Wendy Seltzer of Harvard Law School's Berkman Center for Internet & Society also questioned the viability of a civil prosecution under the state's Consumer Fraud Act.
"What they're trying to avoid is the Communications Decency Act, which gives service providers like the folks at JuicyCampus a broad immunity liability from anything their users want to say on their site," Seltzer said.
"Media literacy is a much better answer than the government trying to shut it down,'' she said. "Letting people know 'this is a just a bunch of anonymous people spreading hate here, why are you putting any trust in what they say? Why don't instead you look at these sites?'''
Shot Across the Bow
But the New Jersey State Attorney General's Office may be less concerned with a successful civil prosecution of the site's owners than it is about pressuring the site into more self-regulation.
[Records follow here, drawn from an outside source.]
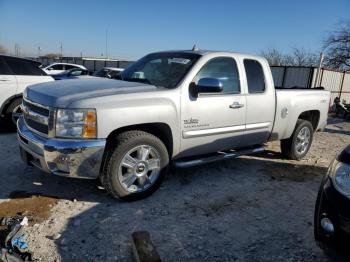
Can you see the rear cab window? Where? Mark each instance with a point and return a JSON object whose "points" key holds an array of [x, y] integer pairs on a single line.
{"points": [[225, 70], [4, 69], [255, 76], [23, 67], [56, 67]]}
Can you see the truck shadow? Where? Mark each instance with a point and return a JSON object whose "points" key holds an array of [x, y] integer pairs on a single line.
{"points": [[193, 208], [225, 208], [6, 128]]}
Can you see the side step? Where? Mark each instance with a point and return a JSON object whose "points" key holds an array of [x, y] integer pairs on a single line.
{"points": [[221, 155]]}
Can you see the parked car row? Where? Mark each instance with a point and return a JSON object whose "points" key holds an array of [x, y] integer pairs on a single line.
{"points": [[18, 73], [15, 75]]}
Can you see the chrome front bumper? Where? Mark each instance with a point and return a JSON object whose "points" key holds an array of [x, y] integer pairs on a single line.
{"points": [[63, 157]]}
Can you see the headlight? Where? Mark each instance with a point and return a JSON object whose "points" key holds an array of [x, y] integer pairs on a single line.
{"points": [[76, 123], [340, 174]]}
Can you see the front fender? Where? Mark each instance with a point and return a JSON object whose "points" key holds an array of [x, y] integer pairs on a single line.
{"points": [[140, 111]]}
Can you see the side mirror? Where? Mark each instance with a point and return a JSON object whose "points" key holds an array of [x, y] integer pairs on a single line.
{"points": [[206, 85]]}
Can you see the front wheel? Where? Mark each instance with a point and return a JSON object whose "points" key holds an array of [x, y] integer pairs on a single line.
{"points": [[297, 146], [136, 165]]}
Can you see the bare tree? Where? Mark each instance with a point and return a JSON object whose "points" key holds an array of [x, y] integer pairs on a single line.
{"points": [[52, 55], [337, 45], [3, 50], [273, 56], [297, 57]]}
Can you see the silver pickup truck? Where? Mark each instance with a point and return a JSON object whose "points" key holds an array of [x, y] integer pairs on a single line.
{"points": [[190, 107]]}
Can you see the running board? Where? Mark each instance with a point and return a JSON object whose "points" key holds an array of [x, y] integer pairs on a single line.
{"points": [[221, 155]]}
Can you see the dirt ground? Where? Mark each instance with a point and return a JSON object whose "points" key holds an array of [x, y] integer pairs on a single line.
{"points": [[255, 208]]}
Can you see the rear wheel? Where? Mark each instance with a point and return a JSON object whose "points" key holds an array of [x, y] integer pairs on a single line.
{"points": [[297, 146], [136, 165]]}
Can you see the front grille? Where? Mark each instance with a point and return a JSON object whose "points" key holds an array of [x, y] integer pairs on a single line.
{"points": [[36, 109], [36, 117]]}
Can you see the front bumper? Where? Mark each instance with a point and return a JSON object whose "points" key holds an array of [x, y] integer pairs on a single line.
{"points": [[63, 157]]}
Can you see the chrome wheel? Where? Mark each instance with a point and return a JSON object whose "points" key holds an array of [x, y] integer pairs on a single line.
{"points": [[303, 140], [16, 113], [139, 168]]}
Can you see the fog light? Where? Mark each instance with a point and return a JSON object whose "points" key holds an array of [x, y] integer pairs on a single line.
{"points": [[327, 225]]}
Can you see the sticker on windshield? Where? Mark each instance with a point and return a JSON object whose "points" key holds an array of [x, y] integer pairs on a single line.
{"points": [[179, 60]]}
"What this amounts to is not an enforcement but pressure,'' Harvard Law professor John Palfrey said. "These are shots across the bow, telling these sites 'we care about this, and even if we don't have an explicit legal hook we're still going to be on your case."
Indeed, pressed about the viability of a civil prosecution, Milgram told ABC News that while she fully intends to go to trial if the subpoenas bear out the findings of her investigators, her office has in the past negotiated agreements with other sites that satisfied both sides and precluded a trial.
She said that one of her most pressing concerns about Juicycampus.com was the seeming inability of victims of malicious gossip to seek redress through the site.
Other sites that have been targeted by her office have agreed to create "Report Abuse'' icons that make it easier for complainants to contact the site and have offensive or abusive material removed, she said.